Experimental Design Details
The target population is mothers and fathers residing in Germany whose oldest child is below age 9 — i.e., below the age at which STIKO recommends initiating HPV vaccination (9–14 years) — so that the vaccination decision is prospective at the time of the survey. Respondents must cohabit with their oldest child. Respondents reporting non-binary gender are screened out because the confirmatory analysis requires the binary factorial structure (mother/father × daughter/son). Recruitment is via Dynata, an international online panel provider. Stratified quota sampling targets equal cell sizes across the four parent–child subgroups; within each subgroup, randomization to the message condition is 1:1 at the individual level.

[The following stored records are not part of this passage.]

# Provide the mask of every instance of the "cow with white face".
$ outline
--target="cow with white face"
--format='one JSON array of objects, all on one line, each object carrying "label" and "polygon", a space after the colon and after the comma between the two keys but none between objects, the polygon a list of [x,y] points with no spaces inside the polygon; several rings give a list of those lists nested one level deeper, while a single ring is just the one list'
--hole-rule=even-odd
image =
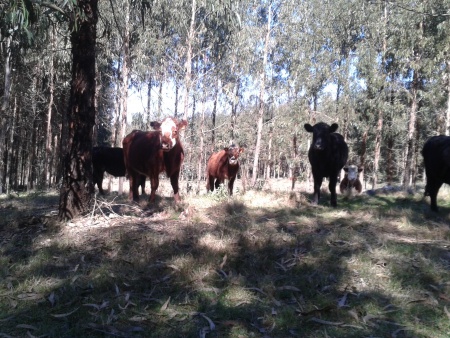
[{"label": "cow with white face", "polygon": [[359,180],[359,173],[362,168],[358,168],[356,165],[349,165],[344,167],[345,176],[339,185],[341,194],[345,194],[347,197],[352,195],[359,195],[362,191],[362,184]]},{"label": "cow with white face", "polygon": [[133,130],[122,141],[125,167],[130,177],[130,199],[139,201],[138,179],[145,175],[150,179],[149,202],[155,201],[159,186],[159,174],[165,172],[170,178],[175,202],[180,201],[178,179],[184,150],[179,133],[187,121],[166,118],[151,122],[154,131]]},{"label": "cow with white face", "polygon": [[174,119],[168,117],[161,123],[150,122],[150,126],[160,132],[161,149],[163,151],[169,151],[175,147],[178,139],[178,126]]}]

Survey flow: informed consent → screening (gender, number/age/gender of children, cohabitation) → attention check (incorrect responses screened out) → pre-treatment measures (HPV awareness, vaccine attitudes, baseline beliefs on infection risk, vaccine safety, disease severity, side effects) → randomized treatment exposure → manipulation check → primary outcome → secondary outcomes → post-treatment beliefs (identical to baseline items) → moderator/mediator items (identity salience, parental concern, severity perceptions, compassion, responsibility norms) → perceived HPV statistics (vaccination coverage, infection rates, cancer incidence by gender) → willingness to pay for HPV vaccination → sociodemographics → optional KBV video → debrief.

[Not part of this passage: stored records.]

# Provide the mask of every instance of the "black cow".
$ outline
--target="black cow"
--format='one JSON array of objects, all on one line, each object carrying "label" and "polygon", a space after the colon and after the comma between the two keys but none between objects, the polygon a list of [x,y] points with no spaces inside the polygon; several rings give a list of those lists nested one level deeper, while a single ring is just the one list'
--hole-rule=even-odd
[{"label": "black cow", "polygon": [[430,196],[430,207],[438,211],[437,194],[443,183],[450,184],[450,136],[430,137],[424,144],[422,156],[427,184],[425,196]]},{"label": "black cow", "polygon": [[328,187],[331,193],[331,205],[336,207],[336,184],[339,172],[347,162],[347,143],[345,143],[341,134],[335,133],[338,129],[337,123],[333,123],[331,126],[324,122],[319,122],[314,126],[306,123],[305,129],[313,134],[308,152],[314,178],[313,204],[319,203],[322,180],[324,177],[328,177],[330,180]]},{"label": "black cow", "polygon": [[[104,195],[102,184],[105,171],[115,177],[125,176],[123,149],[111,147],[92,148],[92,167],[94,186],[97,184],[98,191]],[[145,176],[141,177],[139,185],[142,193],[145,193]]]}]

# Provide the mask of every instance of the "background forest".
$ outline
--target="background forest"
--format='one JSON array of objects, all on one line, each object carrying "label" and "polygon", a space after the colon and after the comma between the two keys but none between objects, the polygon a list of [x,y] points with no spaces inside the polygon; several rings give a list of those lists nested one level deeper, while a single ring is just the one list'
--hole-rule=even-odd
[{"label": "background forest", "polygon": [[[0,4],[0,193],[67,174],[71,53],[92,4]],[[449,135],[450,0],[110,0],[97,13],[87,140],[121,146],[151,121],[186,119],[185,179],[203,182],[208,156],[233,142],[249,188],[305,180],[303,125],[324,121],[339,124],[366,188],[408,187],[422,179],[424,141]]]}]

The first ~60 observations serve as a soft launch to verify technical functionality (randomization, piping, filter logic, redirect parameters). Provided no issues are detected, these are retained in the final sample. All specifications use OLS with robust standard errors. The reference specification controls for P, C, and P × C; a covariate-adjusted robustness specification additionally includes pre-treatment covariates. Balance is assessed via a joint F-test across all eight cells.